Action-packed police thriller from beginning to end. This book was a recent mystery choice by Suzanne Beecher in the EmailBookClub.com. I will be looking for more in this series.
A man is impersonating an officer. His neighbors find out his garage is full of weapons and call ATF. An officer is killed. The man is killed in a standoff. Was it suicide by officer? Scully must find out. Very good book.
Shane and Alexa Scully are back in action again, this time staying pretty much on home turf but up against the toughest assignment either of them have ever had. Friend and fellow officer from the Los Angeles Sheriff's Department, Emo Rojas is brutally gunned down routinely serving a warrant. However, the Sheriff's department took the warrant from the Alcohol, Tobacco, and Firearms federal unit. Emo is dead in the "Vertical Coffin", police slang for a doorway, and chaos runs rampant as Shane arrives on the scene.
Good diverting reading. Cannell is a favorite author and seldom fails to entertain.
One of the best of Cannell's books.
Once started, it's hard to put down. Another success in the Shane Scully series.
Vertical coffin refers to a doorway. This is a fast paced story that will keep you turning pages. It's a great mystery with plot twists and action. It is a page turner.
Another great read by Cannell. I typically lose sleep when reading a Scully novel
This is the 4th Shane Scully book, and among my reading circle, the best so far! The "vertical coffin" refers to the vulnerability of a policeman when he has to go through an open doorway, not knowing what kind of ambush awaits him on the other side.
While it's not necessary to read the Shane Scully books in order, I certainly think it helps in understanding the characters, their histories, etc. Adds an extra element of enjoyment to the books.

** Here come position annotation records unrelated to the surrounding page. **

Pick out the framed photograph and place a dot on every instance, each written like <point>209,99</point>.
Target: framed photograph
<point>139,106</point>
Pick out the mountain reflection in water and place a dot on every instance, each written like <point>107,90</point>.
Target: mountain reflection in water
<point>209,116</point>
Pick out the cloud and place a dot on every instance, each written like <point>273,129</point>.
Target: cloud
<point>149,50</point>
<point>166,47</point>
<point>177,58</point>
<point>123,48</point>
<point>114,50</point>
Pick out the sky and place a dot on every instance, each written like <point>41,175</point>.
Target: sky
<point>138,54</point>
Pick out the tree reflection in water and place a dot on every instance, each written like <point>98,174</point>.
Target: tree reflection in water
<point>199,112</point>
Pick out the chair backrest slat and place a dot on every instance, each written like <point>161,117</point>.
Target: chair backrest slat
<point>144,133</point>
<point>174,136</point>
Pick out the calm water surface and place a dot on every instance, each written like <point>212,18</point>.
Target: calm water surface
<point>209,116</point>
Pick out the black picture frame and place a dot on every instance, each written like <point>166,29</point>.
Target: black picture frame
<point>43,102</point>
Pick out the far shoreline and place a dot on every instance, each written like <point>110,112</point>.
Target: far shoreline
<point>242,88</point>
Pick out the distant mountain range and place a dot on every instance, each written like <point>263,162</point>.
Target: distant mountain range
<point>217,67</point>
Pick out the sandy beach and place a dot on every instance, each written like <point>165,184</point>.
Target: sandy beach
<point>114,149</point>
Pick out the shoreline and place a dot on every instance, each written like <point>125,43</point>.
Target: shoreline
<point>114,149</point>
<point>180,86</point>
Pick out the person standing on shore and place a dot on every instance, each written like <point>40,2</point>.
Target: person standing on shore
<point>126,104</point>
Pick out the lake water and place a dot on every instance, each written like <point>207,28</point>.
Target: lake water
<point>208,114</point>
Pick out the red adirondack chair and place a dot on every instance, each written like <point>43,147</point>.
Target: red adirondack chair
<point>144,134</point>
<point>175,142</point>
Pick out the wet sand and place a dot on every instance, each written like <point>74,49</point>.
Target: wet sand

The title of the latest entry in Cannell's Shane Scully LAPD series (Hollywood Tough; The Tin Collectors; The Viking Funeral) is police jargon for any doorway, which is where cops are most vulnerable when clearing a house. As the novel begins, Shane stumbles into a full-scale barricade shootout between gunman Vincent Smiley and surrounding police. After one of two competing SWAT teams at the scene burns down the barricaded house with Smiley in it, a fight over who is to blame begins to smolder. Several subsequent cop shootings (with all victims caught in the aforementioned vertical coffins) fan the SWAT team turf tussle into a conflagration that Shane and wife Alexa, the acting head of the LAPD Detective Services Group, are assigned to investigate. Shane, an old school detective, insists on starting from zero and looking into shooter Smiley's past. Everyone else wants him to forget the gumshoe routine and come up with an instant solution. The pleasure of Cannell's work isn't in the writing ("Bullets whined and ricocheted in a deadly concert of tortured metal"), but lies more often in the interesting procedural elements ("It's very hard to protect a crime scene, so I always start at the far edges first, and work in toward the body"). Shane's still a little rough around the edges, but despite too many pop psychology musings, he's a dependable and satisfying character. Readers will enjoy watching him puzzle out the twists and turns of the plot and watch breathlessly as he undertakes a climactic high-speed chase in a souped-up dune buggy on a military shooting range.
PUBLISHERS WEEKLY REVIEW
LAPD Det. Shane Scully is tasked with investigating what went horribly wrong during the serving of a warrant by the LASD to Vincent Smiley, someone known to dislike cops. His investigation into Smiley's alleged death brings threatening phone calls, strained friendships and a twist that no one sees coming. If you enjoyed Stephen J. Cannell's television writing, you will love his Shane Scully books.